Mostly though, I reject the idea that AI is a massive burden on our energy grid. It’s well under 1% of global energy consumption right now and I don’t see that changing. Yes, it’s going up, but other things are going up too.
For example cars are getting bigger and heavier, which means they use more energy. More and more people around the world are heating/cooling their home to make it comfortable instead of just liveable - drastically increasing energy consumption. We build homes with concrete instead of timber. We’re using more and more concrete worldwide… and concrete makes up something like eight percent of global energy consumption now (and growing).
We need to produce more energy. There’s no way around it.
That’s where I can’t agree with you. I’d say we need to produce the same amount of energy while trying to have more efficient devices.
That’s also why I’m asking what AI could bring to humanity. If it brings us ways to save energy and have enough food for a growing population, then I’d consider it. But for now, from what I know, it’s just creating a new need when we are already consuming way too much and destroying our planet.
Instead of creating new needs, we should try to live with less, while still enjoying life.
Cars getting bigger and heavier is clearly true, but they are also consuming less (at least for ICE cars) than before. My Seat Leon Cupra is drinking way less fuel than my old Audi S4 Avant while being more spacious inside. I’m also sure that at one point we’re gonna start having smaller and more efficient electric cars because not everyone wants a huge SUV.
Seems like ai companies should take some of that investor cash and build up their own power supply. Maybe they can be the ones to use the small, modular nuclear power stations I’ve heard a little about. Or go bananas on solar and various energy storage solutions.
This is the best summary I could come up with:
Electricity supply is becoming the latest chokepoint to threaten the growth of artificial intelligence, according to leading tech industry chiefs, as power-hungry data centers add to the strain on grids around the world.
Amazon, Microsoft and Google parent Alphabet are investing billions of dollars in computing infrastructure as they seek to build out their AI capabilities, including in data centers that typically take several years to plan and construct.
But some of the most popular places for building the facilities, such as northern Virginia, are facing capacity constraints which, in turn, are driving a search for suitable sites in growing data center markets globally.
At present, “we probably don’t have enough capacity available” to run all the facilities that will be required globally by 2030, said Sharma, whose unit is working with chipmaker Nvidia to design centers optimized for AI workloads.
In October, the company said in filings to a Virginia regulator that it was experiencing “significant load growth due to data center development” and that growing power demands presented a “challenge.”
In response to the demand, authorities in jurisdictions including Ireland and the Netherlands have sought to limit new data center developments, while Singapore recently lifted a moratorium.
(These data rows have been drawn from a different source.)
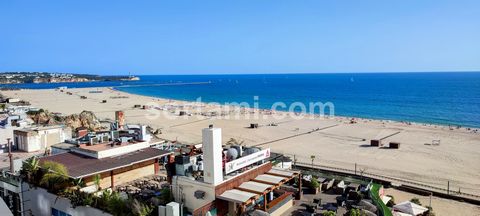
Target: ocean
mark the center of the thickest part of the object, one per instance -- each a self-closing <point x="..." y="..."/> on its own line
<point x="438" y="98"/>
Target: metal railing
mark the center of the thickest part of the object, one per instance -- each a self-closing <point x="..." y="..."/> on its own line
<point x="390" y="179"/>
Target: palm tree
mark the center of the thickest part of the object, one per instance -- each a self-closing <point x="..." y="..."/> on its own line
<point x="234" y="141"/>
<point x="55" y="177"/>
<point x="78" y="183"/>
<point x="96" y="180"/>
<point x="30" y="168"/>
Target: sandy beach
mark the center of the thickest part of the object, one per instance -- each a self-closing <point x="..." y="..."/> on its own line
<point x="334" y="141"/>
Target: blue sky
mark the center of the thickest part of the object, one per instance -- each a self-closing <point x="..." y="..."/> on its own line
<point x="244" y="36"/>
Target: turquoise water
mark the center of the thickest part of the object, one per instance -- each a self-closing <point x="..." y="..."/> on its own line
<point x="440" y="98"/>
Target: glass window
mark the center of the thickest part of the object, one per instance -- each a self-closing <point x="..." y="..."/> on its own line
<point x="56" y="212"/>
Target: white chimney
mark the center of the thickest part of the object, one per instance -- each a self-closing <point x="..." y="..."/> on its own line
<point x="212" y="155"/>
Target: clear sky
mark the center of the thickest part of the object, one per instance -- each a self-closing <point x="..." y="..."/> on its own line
<point x="243" y="36"/>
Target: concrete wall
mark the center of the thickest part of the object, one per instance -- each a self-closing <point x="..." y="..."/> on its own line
<point x="118" y="150"/>
<point x="40" y="202"/>
<point x="39" y="140"/>
<point x="134" y="174"/>
<point x="283" y="208"/>
<point x="183" y="190"/>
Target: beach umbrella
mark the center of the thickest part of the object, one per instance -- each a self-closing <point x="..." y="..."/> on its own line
<point x="410" y="208"/>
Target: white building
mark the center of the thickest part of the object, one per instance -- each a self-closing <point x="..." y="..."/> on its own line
<point x="40" y="138"/>
<point x="232" y="186"/>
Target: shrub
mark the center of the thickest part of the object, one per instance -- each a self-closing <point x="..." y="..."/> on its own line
<point x="391" y="202"/>
<point x="314" y="184"/>
<point x="329" y="213"/>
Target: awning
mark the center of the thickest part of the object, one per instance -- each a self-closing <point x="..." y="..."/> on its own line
<point x="281" y="172"/>
<point x="255" y="186"/>
<point x="269" y="179"/>
<point x="235" y="195"/>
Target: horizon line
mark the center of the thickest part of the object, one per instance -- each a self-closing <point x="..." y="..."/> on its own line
<point x="206" y="74"/>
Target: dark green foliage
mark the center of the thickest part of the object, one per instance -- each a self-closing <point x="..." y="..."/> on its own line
<point x="314" y="184"/>
<point x="416" y="201"/>
<point x="391" y="202"/>
<point x="329" y="213"/>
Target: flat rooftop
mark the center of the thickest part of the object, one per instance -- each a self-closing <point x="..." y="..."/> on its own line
<point x="79" y="165"/>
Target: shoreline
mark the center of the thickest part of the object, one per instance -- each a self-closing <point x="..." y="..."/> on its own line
<point x="344" y="145"/>
<point x="418" y="123"/>
<point x="412" y="123"/>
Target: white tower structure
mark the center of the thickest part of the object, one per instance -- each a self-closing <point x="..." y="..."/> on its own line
<point x="212" y="155"/>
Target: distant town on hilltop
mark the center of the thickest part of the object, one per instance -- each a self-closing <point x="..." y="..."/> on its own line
<point x="47" y="77"/>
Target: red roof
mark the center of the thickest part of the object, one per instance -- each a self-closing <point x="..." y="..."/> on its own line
<point x="80" y="166"/>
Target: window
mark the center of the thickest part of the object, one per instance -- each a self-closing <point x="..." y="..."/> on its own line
<point x="56" y="212"/>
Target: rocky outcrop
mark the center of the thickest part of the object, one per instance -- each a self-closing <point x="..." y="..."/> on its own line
<point x="86" y="119"/>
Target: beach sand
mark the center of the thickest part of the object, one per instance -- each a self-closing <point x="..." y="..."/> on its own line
<point x="342" y="144"/>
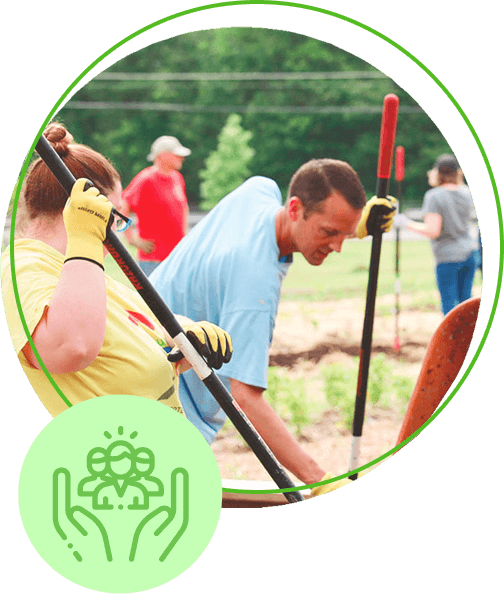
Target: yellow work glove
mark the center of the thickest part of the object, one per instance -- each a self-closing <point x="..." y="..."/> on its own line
<point x="329" y="487"/>
<point x="86" y="216"/>
<point x="210" y="341"/>
<point x="378" y="213"/>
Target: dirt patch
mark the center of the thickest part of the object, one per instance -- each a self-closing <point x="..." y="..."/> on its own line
<point x="309" y="336"/>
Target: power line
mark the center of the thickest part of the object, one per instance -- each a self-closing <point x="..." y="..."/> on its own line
<point x="231" y="76"/>
<point x="150" y="106"/>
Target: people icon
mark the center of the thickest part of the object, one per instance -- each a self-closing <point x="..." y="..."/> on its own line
<point x="120" y="474"/>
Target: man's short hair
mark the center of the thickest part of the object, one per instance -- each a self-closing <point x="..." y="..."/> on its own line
<point x="314" y="181"/>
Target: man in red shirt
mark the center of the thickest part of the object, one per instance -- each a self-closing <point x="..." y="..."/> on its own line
<point x="157" y="196"/>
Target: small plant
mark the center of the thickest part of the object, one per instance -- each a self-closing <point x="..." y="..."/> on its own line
<point x="379" y="377"/>
<point x="339" y="387"/>
<point x="288" y="399"/>
<point x="297" y="404"/>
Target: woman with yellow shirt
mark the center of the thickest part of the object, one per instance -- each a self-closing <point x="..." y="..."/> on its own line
<point x="94" y="335"/>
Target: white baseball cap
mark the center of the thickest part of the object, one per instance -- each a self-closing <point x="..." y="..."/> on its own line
<point x="168" y="144"/>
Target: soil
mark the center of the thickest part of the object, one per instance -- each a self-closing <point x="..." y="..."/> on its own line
<point x="309" y="335"/>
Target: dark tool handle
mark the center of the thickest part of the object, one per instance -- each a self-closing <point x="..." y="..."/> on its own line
<point x="387" y="140"/>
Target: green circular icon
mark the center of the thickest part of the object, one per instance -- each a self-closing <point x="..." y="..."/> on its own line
<point x="120" y="494"/>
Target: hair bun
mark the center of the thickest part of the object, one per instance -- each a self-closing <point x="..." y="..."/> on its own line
<point x="59" y="137"/>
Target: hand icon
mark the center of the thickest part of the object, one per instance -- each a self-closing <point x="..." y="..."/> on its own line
<point x="69" y="520"/>
<point x="169" y="530"/>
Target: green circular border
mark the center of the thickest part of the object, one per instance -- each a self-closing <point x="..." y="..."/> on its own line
<point x="352" y="21"/>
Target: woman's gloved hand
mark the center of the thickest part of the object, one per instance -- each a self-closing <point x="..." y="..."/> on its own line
<point x="211" y="342"/>
<point x="86" y="216"/>
<point x="378" y="213"/>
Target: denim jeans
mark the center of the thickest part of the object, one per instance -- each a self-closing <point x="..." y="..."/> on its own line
<point x="454" y="281"/>
<point x="148" y="266"/>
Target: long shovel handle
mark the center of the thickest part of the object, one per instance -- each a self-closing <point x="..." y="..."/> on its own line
<point x="387" y="140"/>
<point x="159" y="308"/>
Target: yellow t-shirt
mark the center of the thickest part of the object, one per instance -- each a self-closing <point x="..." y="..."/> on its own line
<point x="132" y="359"/>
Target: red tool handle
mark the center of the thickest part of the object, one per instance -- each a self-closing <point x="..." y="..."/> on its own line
<point x="399" y="163"/>
<point x="387" y="136"/>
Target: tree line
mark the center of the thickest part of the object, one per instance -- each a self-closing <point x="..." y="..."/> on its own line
<point x="289" y="120"/>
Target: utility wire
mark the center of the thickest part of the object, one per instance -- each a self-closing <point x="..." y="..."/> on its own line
<point x="150" y="106"/>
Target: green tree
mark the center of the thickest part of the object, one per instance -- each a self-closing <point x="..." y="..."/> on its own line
<point x="227" y="166"/>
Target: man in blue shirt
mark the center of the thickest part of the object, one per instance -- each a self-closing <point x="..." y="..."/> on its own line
<point x="229" y="270"/>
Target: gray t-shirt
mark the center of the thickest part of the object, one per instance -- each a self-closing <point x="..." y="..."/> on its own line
<point x="456" y="208"/>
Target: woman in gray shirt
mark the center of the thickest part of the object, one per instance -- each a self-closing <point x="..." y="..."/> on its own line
<point x="448" y="208"/>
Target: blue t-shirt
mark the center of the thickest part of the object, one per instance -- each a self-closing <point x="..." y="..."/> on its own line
<point x="227" y="271"/>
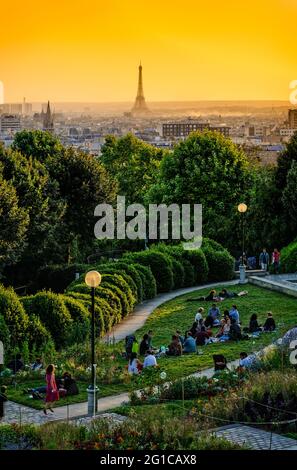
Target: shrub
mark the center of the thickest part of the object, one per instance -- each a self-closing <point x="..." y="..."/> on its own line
<point x="189" y="279"/>
<point x="289" y="258"/>
<point x="178" y="273"/>
<point x="198" y="261"/>
<point x="220" y="263"/>
<point x="81" y="322"/>
<point x="119" y="281"/>
<point x="159" y="264"/>
<point x="148" y="281"/>
<point x="58" y="277"/>
<point x="52" y="312"/>
<point x="38" y="335"/>
<point x="14" y="314"/>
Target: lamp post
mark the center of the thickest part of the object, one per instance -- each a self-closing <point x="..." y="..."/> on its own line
<point x="92" y="279"/>
<point x="242" y="208"/>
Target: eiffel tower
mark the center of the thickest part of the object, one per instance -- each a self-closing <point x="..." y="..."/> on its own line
<point x="140" y="106"/>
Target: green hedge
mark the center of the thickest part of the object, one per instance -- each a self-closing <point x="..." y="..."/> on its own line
<point x="289" y="258"/>
<point x="52" y="312"/>
<point x="58" y="277"/>
<point x="37" y="334"/>
<point x="14" y="315"/>
<point x="220" y="264"/>
<point x="159" y="264"/>
<point x="148" y="281"/>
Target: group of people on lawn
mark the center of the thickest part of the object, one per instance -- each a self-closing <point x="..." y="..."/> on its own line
<point x="228" y="328"/>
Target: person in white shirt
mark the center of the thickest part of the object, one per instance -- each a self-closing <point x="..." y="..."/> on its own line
<point x="133" y="366"/>
<point x="150" y="360"/>
<point x="199" y="314"/>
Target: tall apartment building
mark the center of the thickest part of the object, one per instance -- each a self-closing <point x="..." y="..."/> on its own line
<point x="10" y="123"/>
<point x="292" y="115"/>
<point x="183" y="129"/>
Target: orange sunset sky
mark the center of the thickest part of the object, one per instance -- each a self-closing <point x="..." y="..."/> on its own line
<point x="70" y="50"/>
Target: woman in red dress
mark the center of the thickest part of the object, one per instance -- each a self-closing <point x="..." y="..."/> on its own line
<point x="52" y="392"/>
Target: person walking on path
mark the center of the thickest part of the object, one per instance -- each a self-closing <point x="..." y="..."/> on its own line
<point x="52" y="393"/>
<point x="264" y="260"/>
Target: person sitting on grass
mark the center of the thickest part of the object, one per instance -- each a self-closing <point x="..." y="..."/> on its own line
<point x="174" y="348"/>
<point x="225" y="294"/>
<point x="254" y="325"/>
<point x="235" y="331"/>
<point x="134" y="366"/>
<point x="269" y="324"/>
<point x="194" y="329"/>
<point x="150" y="360"/>
<point x="189" y="344"/>
<point x="144" y="345"/>
<point x="213" y="316"/>
<point x="199" y="314"/>
<point x="202" y="337"/>
<point x="234" y="314"/>
<point x="180" y="337"/>
<point x="246" y="362"/>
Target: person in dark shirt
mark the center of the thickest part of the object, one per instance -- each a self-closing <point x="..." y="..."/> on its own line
<point x="254" y="325"/>
<point x="3" y="399"/>
<point x="144" y="345"/>
<point x="16" y="364"/>
<point x="269" y="324"/>
<point x="235" y="331"/>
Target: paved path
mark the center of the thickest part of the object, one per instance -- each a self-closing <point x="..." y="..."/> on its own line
<point x="255" y="439"/>
<point x="140" y="314"/>
<point x="20" y="413"/>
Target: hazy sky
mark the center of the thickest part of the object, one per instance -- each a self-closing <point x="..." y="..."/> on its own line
<point x="73" y="50"/>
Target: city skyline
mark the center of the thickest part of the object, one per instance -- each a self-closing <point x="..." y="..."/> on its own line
<point x="207" y="52"/>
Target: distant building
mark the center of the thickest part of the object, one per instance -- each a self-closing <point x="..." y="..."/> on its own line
<point x="292" y="115"/>
<point x="48" y="119"/>
<point x="140" y="106"/>
<point x="10" y="123"/>
<point x="287" y="132"/>
<point x="183" y="129"/>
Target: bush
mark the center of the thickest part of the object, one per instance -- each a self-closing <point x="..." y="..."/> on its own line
<point x="52" y="312"/>
<point x="119" y="281"/>
<point x="178" y="273"/>
<point x="14" y="314"/>
<point x="159" y="264"/>
<point x="58" y="277"/>
<point x="81" y="320"/>
<point x="289" y="258"/>
<point x="189" y="279"/>
<point x="38" y="335"/>
<point x="220" y="263"/>
<point x="198" y="261"/>
<point x="148" y="281"/>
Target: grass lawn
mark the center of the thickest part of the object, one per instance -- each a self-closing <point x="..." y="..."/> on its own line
<point x="179" y="314"/>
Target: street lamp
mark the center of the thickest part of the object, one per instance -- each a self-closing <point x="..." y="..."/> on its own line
<point x="242" y="208"/>
<point x="93" y="279"/>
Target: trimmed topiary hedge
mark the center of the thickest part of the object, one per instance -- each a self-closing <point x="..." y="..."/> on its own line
<point x="53" y="314"/>
<point x="288" y="260"/>
<point x="58" y="277"/>
<point x="159" y="264"/>
<point x="220" y="263"/>
<point x="15" y="317"/>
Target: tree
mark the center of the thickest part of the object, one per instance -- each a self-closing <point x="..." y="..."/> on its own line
<point x="13" y="224"/>
<point x="83" y="184"/>
<point x="39" y="196"/>
<point x="133" y="163"/>
<point x="205" y="169"/>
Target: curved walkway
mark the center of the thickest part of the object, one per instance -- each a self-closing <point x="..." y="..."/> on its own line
<point x="140" y="314"/>
<point x="16" y="413"/>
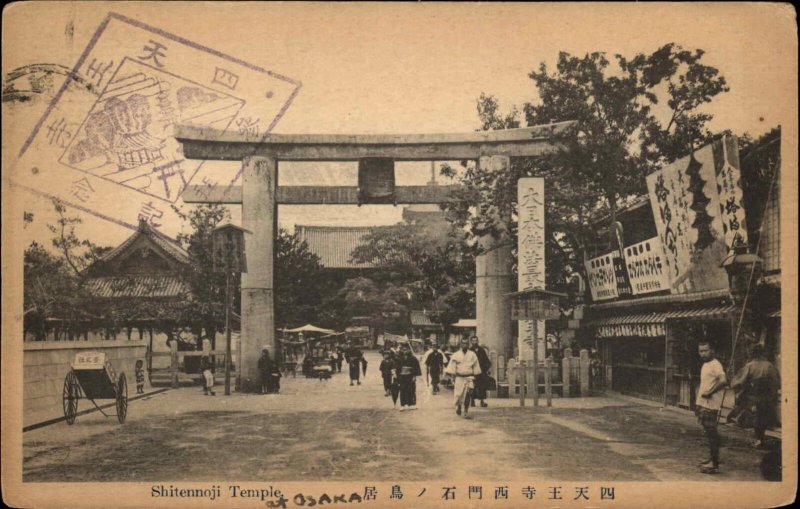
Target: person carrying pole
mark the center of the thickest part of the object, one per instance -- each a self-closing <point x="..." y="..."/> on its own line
<point x="463" y="366"/>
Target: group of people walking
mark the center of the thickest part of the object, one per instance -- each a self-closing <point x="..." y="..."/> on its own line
<point x="468" y="366"/>
<point x="759" y="383"/>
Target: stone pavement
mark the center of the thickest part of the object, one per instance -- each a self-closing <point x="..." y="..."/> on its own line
<point x="330" y="430"/>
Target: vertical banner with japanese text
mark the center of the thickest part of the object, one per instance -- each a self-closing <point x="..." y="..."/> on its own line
<point x="729" y="186"/>
<point x="686" y="204"/>
<point x="646" y="269"/>
<point x="530" y="254"/>
<point x="602" y="277"/>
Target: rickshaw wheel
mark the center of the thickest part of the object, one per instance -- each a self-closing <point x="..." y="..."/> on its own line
<point x="122" y="398"/>
<point x="70" y="398"/>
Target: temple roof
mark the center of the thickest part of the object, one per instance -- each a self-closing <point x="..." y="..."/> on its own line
<point x="335" y="244"/>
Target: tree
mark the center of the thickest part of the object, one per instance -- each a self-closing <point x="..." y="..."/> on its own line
<point x="205" y="310"/>
<point x="429" y="263"/>
<point x="50" y="288"/>
<point x="52" y="283"/>
<point x="297" y="276"/>
<point x="299" y="284"/>
<point x="619" y="135"/>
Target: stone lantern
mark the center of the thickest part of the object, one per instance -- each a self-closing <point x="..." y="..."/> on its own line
<point x="744" y="271"/>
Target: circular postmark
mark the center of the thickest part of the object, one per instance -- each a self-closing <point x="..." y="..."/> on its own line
<point x="29" y="82"/>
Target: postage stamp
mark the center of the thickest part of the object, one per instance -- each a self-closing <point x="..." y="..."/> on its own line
<point x="111" y="153"/>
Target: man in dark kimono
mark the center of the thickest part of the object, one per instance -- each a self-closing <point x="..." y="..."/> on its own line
<point x="761" y="383"/>
<point x="407" y="372"/>
<point x="482" y="380"/>
<point x="435" y="366"/>
<point x="387" y="371"/>
<point x="269" y="373"/>
<point x="339" y="357"/>
<point x="354" y="359"/>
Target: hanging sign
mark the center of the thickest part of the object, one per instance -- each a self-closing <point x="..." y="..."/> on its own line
<point x="646" y="268"/>
<point x="602" y="277"/>
<point x="530" y="254"/>
<point x="685" y="199"/>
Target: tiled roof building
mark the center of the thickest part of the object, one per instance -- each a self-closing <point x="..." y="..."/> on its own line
<point x="146" y="265"/>
<point x="335" y="244"/>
The original article contains 867 words, the summary contains 199 words. Saved 77%. I’m a bot and I’m open source!
So either less AI or more efficient AI, right?
As a deep neural network specialist, yes, to both.
Less AI is not an option. But more electricity is another alternative.
I have a dejavu with Blockchain.
We could make bitcoin and such unlawful. But making AI forbidden is good maybe for SciFi.
Anybody else notice the first graph goes from 2020 to 1996?
I guess that’s meant to be 2025 since the graph is projected? Pretty funky screw up though.
Maybe we can ask ai how to make more power so there can be more ai. But then, when it tells us, we just mine more crypto. Fuck ai. Crypto won’t murder us.